Truth to be told, the new x86 cpus, AMD and Intel are actually among the fastest in the world.

Four AMD 8-core Magny Cour at 2.3 GHz gives almost 600 specint_2006. If you instead choose 12 core Magny Cour, in best case you will get 50% more performance, that is 900 specint_2006.

Four IBM POWER7 at 3.5GHz gives 1000 specint_2006. The IBM machine with 128GB RAM costs maybe 175.000 USD so you can probably buy 4-5 AMD servers for the same amount.

And the Nehalem-EX will probably be faster than AMDs CPUs.

Ordinary SPARC cpus has the same problem, x86 is faster than the SPARC cpus. However, the niche Niagara SPARC can be many times faster than the fastest x86 on certain work loads (multi threaded light work).
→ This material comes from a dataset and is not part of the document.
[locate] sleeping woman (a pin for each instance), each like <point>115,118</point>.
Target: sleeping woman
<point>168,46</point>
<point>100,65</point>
The problem is if you try to run many sockets and many cores with these new x86 CPUs. Linux and Windows does not scale good enough. But Solaris does.

This means that Oracle/Sun wins:
1) Solaris on many sockets Nehalem-EX will be the natural choice, and much cheaper than POWER7 machines, giving a similar performance for a fraction of the cost.
2) Solaris on Niagara will be good for multi threaded work loads, it will be several times faster than x86.

In either case, Solaris wins. No matter which workload you have, Solaris will run it for you. Either on cheap fast x86 or on Niagara.

Reply Score: 3

RE: SPARC vs x86
by segedunum on Tue 30th Mar 2010 22:21 in reply to "SPARC vs x86"
segedunum Member since:
2005-07-06

Linux has already scaled more than well enough over the past ten years, which is why Sun is out of business and no more and Oracle are nailing down the coffin on Solaris.

Solaris is dead. These articles are just the final nails. Oracle is merely trying to work out what money it can salvage and what it will have to do support-wise. Pulling meaningless statements out of your backside about scalability that haven't proved to be true over the past decade won't change that.

If you can't see it by now then I'm sad for you.